El aumento de las panaderías de barrio es de lo más positivo y alentador de la culinaria santiaguina en la última década. Sí, señor: lo esencial en este rubro no es el restorán, sino la calidad de lo que el chileno come a diario. Mientras eso no mejore, toda aventura restorantil será pura “superestructura”, espuma efímera y elitista, que va y viene con la moda apátrida, que no tiene raíces ni deja huella. ¿En qué se cimientan las grandes cocinas del mundo? En el saber comer de las familias. Es la cocina familiar la que debe dejar su impronta en lo que ofrecen los restoranes. Véase el caso estupendo del Perú.
Y, en este aspecto, la calidad del pan es fundamental. Es el “pan nuestro” de cada día: si es malo y la gente, sin embargo, lo acepta, no hay salvación posible.
En la panadería “Amasa Bakery” (incomprensible el porqué del nombre en inglés en un barrio de La Reina), se encuentra un buen pan integral, presentado con diversas formas, de las cuales nos ha gustado mucho una hogaza redonda ($1.000), que envejece bien (cosa importante). La marraqueta, en cambio, es de las finas, o sea, no buena: la buena marraqueta es la popular, la de barrio popular. Bien crujidora, miga no excesiva ni demasiado homogénea. Las hallullas, en cambio, son buenas, de esas para ir corriendo con ellas, tibias, a ponerles una gruesa capa de mantequilla.
Hay también pan de masa madre, que está muy en boga. Pero no pudimos comerlo: el lunes la panadería no atiende, y el martes no hay de ese tipo de pan porque “como el lunes no se atiende…”. Si no se atiende, todavía puede dejarse preparando la masa madre, ¿o no? Así llega al éxito una buena panadería.
En el capítulo, muy bienvenido, de aditamentos que expenden las panaderías chilenas, hemos encontrado diversas ricuritas bien hechas. Las de hojaldre, muy buenas: competentes croissants (sin dulce, afortunadamente, o sea, neutros), ricas las “trenzas de manzana”, buenas las medialunas rellenas con crema pastelera.

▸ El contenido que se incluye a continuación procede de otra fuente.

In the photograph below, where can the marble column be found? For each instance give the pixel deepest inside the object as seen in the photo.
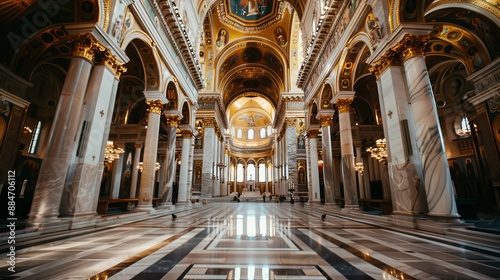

Veamos este punto de la crema pastelera: ciertamente, va puesta con generosidad donde quiera que ella figura (unos berlines descomunales, entre otras cosas), pero es ciertamente industrial: esto no debiera necesariamente hacerla menos buena, pero la que probamos está cargada a la fécula. Y lo mismo se puede decir de los kuchenes que catamos, de arándanos y de frambuesas: un monumento, un memorial a la maicena. Un buen kuchen jamás es una lápida de maicena bajo la que sucumben unas cuantas frutas. Es el kuchen a la chilena, es cierto; pero es malísimo.
Buenos los churros y los calzones rotos. Las sopaipillas, amarillísimas, pero deficitarias en zapallo…
Los precios, razonables (alrededor de $1.000 las “ricuritas”). Diríamos que debieran aumentar la variedad de panes, algo pobre ahora. Y hacer un esfuerzo por la masa madre. Estacionamiento fácil en José Zapiola.
José Zapiola 8500, La Reina. 222731525.